Do a Little Wrong is a standalone novel in the thriller
genre and has elements of detective work, spies, kidnapping and corporate
espionage.
The story begins with a young boy who is being held in
Brazil due to financial influence and red tape. Cue Kyle and an organisation known
as the Foundation. This secret organisation exists, but as a ghost. There is no
paper trail, no official registration and certainly no payment. The organisation
exists solely to help those who are desperate and have no other means of
recourse. As more cases come to the Foundation, so does the threat to their
anonymity grow bigger. The newest missing persons case may just prove to be the
cherry on the top, as the more Kyle and his colleagues get sucked in, the more
they uncover just how deeply this cover-up goes.
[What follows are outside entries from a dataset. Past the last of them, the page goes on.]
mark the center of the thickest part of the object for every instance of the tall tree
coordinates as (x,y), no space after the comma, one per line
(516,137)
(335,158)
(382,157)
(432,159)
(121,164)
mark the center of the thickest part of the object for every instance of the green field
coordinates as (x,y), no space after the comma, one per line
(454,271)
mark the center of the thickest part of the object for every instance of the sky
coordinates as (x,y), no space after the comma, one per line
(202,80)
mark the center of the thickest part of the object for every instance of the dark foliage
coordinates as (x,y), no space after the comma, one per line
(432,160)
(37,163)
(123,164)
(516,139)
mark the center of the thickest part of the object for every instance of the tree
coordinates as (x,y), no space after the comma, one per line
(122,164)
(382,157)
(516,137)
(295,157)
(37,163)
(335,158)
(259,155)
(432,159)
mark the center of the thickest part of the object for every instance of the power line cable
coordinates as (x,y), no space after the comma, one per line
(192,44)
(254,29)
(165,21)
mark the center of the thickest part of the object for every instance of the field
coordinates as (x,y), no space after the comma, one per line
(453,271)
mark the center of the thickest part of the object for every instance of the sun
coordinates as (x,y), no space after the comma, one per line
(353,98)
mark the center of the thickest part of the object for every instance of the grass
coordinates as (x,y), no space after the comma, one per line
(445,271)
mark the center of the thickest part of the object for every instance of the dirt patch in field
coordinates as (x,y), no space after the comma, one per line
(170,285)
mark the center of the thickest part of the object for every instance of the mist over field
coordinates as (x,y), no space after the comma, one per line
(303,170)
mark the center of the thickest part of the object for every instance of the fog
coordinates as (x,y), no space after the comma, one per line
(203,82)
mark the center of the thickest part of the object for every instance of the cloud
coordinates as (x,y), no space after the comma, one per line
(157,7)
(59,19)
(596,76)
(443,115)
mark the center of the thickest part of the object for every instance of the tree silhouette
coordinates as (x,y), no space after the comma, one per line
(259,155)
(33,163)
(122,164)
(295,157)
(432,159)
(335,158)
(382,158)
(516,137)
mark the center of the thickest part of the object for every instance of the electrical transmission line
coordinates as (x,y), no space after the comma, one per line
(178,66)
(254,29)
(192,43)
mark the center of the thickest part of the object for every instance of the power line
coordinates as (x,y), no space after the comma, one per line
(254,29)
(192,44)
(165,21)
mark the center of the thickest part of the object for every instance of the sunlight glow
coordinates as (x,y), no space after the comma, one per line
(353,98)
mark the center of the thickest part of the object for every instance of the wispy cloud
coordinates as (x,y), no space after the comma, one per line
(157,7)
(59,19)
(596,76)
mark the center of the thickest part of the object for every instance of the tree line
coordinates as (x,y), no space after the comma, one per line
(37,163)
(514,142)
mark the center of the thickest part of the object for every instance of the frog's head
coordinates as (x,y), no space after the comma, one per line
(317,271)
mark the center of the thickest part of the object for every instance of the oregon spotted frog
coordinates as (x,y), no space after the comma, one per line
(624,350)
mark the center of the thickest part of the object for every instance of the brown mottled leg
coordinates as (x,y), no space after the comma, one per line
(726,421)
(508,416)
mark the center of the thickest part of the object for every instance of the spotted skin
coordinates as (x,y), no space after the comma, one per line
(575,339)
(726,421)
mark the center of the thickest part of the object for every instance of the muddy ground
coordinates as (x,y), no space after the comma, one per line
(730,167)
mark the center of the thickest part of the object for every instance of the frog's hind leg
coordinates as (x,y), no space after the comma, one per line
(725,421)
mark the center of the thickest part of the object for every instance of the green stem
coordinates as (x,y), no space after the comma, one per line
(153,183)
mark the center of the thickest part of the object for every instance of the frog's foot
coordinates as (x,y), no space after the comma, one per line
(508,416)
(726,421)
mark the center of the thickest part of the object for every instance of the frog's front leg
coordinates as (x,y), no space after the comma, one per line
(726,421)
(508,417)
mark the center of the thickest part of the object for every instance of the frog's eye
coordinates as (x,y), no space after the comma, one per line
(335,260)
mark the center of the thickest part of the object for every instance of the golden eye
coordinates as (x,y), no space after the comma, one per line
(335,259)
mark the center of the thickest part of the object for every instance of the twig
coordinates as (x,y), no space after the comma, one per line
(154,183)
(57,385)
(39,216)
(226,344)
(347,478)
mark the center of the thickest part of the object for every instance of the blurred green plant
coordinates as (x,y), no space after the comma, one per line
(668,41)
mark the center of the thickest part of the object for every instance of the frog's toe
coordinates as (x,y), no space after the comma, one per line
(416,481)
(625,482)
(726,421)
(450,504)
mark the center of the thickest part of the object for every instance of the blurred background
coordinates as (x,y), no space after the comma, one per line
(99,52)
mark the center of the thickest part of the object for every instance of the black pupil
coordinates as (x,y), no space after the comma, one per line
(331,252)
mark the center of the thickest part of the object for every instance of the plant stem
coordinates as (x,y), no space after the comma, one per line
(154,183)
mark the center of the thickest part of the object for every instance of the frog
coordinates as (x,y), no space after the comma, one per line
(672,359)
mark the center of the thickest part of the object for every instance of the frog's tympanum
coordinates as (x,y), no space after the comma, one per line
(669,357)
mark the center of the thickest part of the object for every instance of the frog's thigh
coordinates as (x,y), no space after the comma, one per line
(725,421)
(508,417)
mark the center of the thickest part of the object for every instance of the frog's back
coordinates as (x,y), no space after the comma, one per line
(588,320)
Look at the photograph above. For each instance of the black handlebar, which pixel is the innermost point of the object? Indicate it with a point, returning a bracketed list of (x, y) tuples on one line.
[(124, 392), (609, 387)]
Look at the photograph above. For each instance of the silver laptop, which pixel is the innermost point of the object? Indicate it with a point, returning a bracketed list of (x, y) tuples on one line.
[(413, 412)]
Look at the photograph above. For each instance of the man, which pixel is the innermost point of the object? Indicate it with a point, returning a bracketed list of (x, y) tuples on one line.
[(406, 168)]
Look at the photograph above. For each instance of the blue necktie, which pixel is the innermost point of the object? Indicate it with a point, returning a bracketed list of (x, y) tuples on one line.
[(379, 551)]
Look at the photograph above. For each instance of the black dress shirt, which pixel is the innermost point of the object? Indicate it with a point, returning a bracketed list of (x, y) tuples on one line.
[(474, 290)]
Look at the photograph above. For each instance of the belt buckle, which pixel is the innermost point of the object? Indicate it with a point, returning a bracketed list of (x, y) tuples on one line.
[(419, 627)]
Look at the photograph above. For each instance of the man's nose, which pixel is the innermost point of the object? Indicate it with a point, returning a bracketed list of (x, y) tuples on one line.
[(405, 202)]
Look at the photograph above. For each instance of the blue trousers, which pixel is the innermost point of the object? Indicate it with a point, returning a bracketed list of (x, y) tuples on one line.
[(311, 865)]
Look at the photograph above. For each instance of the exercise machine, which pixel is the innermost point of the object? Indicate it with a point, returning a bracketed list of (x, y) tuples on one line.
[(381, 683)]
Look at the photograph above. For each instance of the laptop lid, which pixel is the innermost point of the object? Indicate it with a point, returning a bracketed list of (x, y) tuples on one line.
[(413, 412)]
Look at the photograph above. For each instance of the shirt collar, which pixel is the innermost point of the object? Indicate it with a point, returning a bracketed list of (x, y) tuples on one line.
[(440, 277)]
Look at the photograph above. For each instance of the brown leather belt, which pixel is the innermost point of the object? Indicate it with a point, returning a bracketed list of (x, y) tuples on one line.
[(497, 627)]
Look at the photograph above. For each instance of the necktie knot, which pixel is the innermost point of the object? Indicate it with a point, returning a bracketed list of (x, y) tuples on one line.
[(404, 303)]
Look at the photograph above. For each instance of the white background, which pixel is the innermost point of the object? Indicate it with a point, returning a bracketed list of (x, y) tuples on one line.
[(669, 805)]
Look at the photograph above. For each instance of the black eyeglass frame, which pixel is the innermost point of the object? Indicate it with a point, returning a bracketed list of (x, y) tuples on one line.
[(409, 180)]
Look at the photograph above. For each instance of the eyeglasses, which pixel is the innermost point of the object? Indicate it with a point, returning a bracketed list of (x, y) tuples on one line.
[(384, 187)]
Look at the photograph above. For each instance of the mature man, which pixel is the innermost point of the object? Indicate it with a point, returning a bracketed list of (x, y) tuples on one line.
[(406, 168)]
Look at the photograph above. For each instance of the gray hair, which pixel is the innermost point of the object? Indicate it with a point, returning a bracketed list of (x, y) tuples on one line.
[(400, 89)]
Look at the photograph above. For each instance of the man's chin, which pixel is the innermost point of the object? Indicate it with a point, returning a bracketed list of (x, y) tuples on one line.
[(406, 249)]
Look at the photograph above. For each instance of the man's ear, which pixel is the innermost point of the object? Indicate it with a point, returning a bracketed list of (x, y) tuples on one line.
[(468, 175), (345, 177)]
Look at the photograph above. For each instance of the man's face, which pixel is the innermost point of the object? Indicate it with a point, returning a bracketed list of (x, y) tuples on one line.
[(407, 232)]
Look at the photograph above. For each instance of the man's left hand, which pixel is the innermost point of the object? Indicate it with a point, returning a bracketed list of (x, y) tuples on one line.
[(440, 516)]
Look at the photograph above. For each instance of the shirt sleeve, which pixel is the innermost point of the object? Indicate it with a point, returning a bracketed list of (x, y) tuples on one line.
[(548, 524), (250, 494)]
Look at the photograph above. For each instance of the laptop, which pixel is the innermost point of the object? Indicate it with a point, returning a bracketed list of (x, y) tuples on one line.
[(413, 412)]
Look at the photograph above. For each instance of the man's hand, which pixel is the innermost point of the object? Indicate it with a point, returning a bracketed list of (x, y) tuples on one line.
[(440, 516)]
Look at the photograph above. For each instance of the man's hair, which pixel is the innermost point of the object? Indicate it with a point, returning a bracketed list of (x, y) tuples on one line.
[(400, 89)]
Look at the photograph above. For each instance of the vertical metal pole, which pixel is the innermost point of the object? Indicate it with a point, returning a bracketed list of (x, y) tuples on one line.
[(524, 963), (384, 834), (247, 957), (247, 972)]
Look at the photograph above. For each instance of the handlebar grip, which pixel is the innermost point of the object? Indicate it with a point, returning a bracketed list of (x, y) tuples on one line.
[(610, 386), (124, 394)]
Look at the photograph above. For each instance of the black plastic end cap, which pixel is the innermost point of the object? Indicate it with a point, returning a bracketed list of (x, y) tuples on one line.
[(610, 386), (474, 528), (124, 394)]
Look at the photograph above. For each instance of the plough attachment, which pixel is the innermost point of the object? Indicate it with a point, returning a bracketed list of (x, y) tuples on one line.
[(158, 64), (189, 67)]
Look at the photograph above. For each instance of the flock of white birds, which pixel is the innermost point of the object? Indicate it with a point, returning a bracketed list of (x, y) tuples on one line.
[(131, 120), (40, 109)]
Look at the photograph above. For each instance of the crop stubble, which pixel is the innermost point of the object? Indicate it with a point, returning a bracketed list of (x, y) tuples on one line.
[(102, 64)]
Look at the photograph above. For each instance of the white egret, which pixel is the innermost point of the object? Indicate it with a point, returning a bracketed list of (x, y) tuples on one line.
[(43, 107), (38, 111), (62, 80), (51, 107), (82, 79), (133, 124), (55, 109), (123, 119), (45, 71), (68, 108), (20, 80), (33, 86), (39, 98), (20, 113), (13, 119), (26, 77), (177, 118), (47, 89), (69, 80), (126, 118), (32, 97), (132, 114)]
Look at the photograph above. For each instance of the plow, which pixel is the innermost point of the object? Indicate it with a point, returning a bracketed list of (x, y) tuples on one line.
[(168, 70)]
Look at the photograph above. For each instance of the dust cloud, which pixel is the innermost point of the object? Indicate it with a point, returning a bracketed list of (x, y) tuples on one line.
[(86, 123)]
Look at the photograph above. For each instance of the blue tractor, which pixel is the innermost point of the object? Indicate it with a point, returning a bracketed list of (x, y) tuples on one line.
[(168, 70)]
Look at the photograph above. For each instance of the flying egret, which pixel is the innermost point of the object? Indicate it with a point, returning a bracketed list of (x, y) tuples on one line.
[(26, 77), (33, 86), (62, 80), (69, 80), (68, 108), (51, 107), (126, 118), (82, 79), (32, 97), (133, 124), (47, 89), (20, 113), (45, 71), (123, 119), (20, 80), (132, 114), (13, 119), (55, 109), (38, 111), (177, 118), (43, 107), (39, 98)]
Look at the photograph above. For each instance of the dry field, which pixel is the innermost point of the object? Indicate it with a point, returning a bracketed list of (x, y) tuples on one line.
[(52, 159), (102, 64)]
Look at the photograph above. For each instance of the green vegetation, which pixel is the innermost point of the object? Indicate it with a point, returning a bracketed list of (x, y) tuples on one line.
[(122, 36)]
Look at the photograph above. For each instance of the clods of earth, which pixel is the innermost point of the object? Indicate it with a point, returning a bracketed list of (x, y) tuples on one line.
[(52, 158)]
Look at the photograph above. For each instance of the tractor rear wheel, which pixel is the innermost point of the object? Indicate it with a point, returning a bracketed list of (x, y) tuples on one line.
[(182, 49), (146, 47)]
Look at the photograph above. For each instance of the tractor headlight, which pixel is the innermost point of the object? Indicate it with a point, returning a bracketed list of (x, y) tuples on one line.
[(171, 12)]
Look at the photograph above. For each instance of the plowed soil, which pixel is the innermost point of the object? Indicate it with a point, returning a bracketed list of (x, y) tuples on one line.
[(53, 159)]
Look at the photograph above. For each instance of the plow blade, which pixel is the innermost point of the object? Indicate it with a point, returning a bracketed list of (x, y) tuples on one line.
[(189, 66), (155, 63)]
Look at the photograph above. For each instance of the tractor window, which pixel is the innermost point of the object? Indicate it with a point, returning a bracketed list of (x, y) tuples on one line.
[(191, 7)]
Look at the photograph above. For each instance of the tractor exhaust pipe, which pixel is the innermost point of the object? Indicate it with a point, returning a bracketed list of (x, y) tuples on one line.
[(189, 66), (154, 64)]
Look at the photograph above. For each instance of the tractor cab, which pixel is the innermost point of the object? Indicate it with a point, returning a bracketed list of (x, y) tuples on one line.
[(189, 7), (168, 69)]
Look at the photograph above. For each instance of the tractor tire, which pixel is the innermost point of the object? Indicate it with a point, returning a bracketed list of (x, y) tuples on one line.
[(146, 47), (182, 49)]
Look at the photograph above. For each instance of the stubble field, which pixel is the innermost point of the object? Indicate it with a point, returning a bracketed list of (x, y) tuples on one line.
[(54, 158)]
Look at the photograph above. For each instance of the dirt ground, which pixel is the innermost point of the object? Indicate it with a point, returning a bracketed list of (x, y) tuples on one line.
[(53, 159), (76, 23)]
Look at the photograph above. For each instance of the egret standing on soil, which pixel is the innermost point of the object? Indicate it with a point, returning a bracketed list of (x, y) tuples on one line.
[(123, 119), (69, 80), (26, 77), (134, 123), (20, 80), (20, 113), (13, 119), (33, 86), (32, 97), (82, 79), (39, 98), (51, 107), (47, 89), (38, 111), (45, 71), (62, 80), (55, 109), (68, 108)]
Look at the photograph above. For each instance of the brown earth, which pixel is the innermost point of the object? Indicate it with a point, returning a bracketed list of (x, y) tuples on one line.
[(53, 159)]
With the so-called good guys
now hot on his trail, and the bad guys from a previous case still out to get
him, will this be the end for Kyle and the Foundation? After all, if the
highest powers in the land want you gone – where can you run to?
“With all due respect. That’s not the right knife.” This
opening line grabbed my attention and I immediately wanted to know more.
Finding out that it’s a knife Kyle is being threatened with, and he is telling
them they are using the wrong one, sets the tone for a fast-paced thriller. I
loved the idea of his secret organisation (a la Batman style, complete with
cave) and the lengths they were willing to go to help someone. The members of
the Foundation were all great characters and worked well together within the
context of the story. Even though it sounded stereotypical with the tough guy,
tech geek, legal adviser and financial backer they all played their parts
exactly the way the story needed them to. Kyle was an absolute rogue and
impossible to dislike. I loved the descriptions of the locations they landed
in, the crazy stunts they pulled to get out of situations, and the way they
manipulated scenarios to get what they needed. The violence was not over the
top and it was easy to read past the few editing mistakes that crept through.
This was a book that kept me hooked, with a fast pace, the
right ratio of comedy to action and a good underlying story. Highly recommended,
and we need more Kyles in this world.